В начале октября 1938 года слушателя московской промышленной
академии Николая Михайловича Петрова, тридцати трёх лет от роду,
коммуниста с восьмилетним стажем, за спиной которого уже было
директорство промышленных предприятий Москвы, внезапно вызвали в
Центральный Комитет ВКП(б), не объяснив зачем. Он терялся в
догадках. Ни одной утешительной мысли. В голову лезли только
мрачные. А тут ещё товарищи по курсу нагнетали, провожая
подозрительными, как ему уже казалось, взглядами. Ни один не
подбодрил обычным: «Ни пуха, ни пера!». С каким бы облечением
послал их к чёрту. Было не до шуток. Какие шутки, когда в голове
мелькало, страшнее не придумаешь: «Потребуют сдать партийный билет.
Но за что? В чём я провинился перед партией?».
В учёбе он преуспевал, к тому же совмещал её с партийной
работой. Был секретарем парткома академии и тоже на хорошем счету.
Сейчас уже учится на последнем курсе. Выбирал дипломную
тему.
Лихорадочно перебирал в памяти всё последнее время,
почему-то машинально начиная с декабря 37-го года и кончая
сегодняшним днём. Ничего нерадивого не находил. Пытался успокоить
себя, но не удавалось. А память вспарывала глубину прошлого года.

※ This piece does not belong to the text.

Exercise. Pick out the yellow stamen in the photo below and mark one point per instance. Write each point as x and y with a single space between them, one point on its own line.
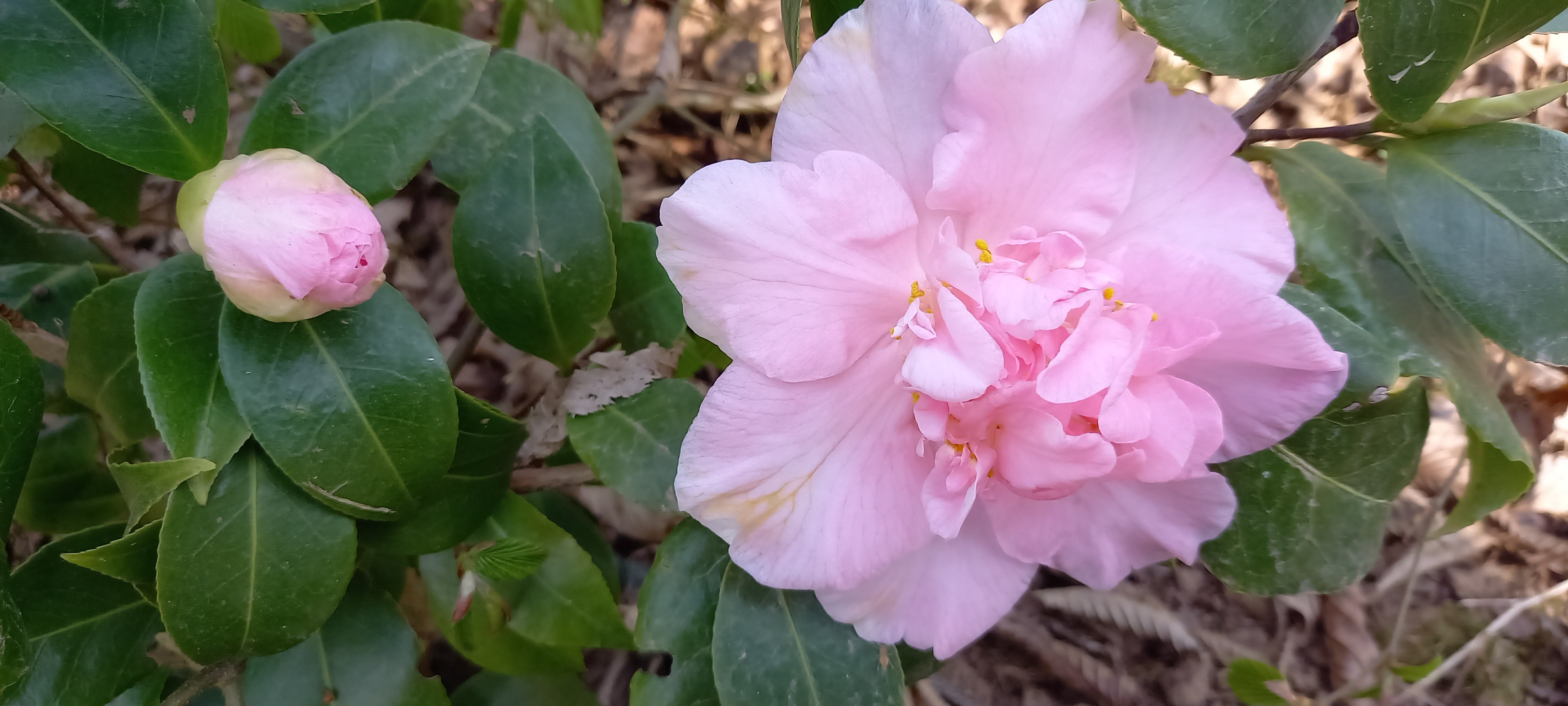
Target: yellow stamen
985 252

Тогда случалось, что не таких коммунистов, как он, и не с его
стажем и заслугами, но тоже внезапно отзывали, и след их исчезал. У
него было лишь невысказанное недоумение. Да что из того… Думалось,
что так и надо в той классовой борьбе, которая нарастала и которую
они изучали в академии. Думалось-то, думалось, но тлел незаметно
для него, молодого и успешного, в душе страх за себя. И не угасал.
Выходит, с ним всё это время и жил, сам того не ведая. И он
обречённо вздохнул.
В ЦК ему сказали без лишних объяснений:
- Товарищ Петров, по рекомендации Московского комитета
партии вас переводят на работу в аппарат ЦК инструктором отдела
руководящих партийных органов.
- В центральный комитет? - ошеломлённо протянул Николай
Михайлович, не скрывая изумления. - Но я ещё и академию не
закончил.
- Не боги горшки обжигают. Вам поручение – набрать 500
коммунистов из московских парткомов для руководящей работы на
Дальнем Востоке. И не медля! Время не терпит.
- Выполню! - заверил он.
Произошедшее воспринималось им как долг коммуниста, который
он отдаст партии, не жалея себя. А душевную панику теперь он
переживал со стыдом, как слабость усомнившегося в партии. И, словно
каясь, поделился с женой перед сном.
- Понимаешь, Наташа, о повышении я и не предполагал. Меня
охватил какой-то жуткий страх. Что со мной будет? Я уже и не
сомневался, что ничего хорошего меня не ждёт. Но главное, было
такое чувство, что партия, ни с того, ни с сего, отторгла меня.
Всё, во что я верил, полетело прахом. Жуткое было чувство. Откуда
оно во мне? Всю свою сознательную жизнь верил в партию, в её дело,
в её цель. Вдруг вера пошатнулась.
- А может быть, это кому-то нужно? - задавал я себе
вопрос.
И не находил ответа. Состояние, я тебе скажу, не из
приятных. В голову приходил Ежов. Но его-то нет. Троцкий… Я сам
выступал против него и против тех, кто его поддерживал: Бухарина,
Зиновьева. А сейчас сам попал в их число. А где же моя партия, мои
товарищи, с которыми я шёл бок о бок?.. Они отвернулись?
Сплочённость рухнула? Коммунисты всегда поддерживали друг друга. В
ссылках, тюрьмах держались не хуже христиан. У тех была загробная
вера, и она сплачивала. Получается, что наша земная – шаткая. Нас
по одному уничтожат. И о товарище Сталине я подумал: разве он не
видит? Так ведь и до него доберутся...
Такой сумбур пронёсся в голове, что ты не представляешь.
Очнулся только тогда, когда услышал, что меня назначают
инструктором руководящих кадров. Первым чувством было поднять руки
и признаться: «Товарищи, я не тот, за кого вы меня принимаете…».
Едва опомнился, а то бы сам себя оговорил.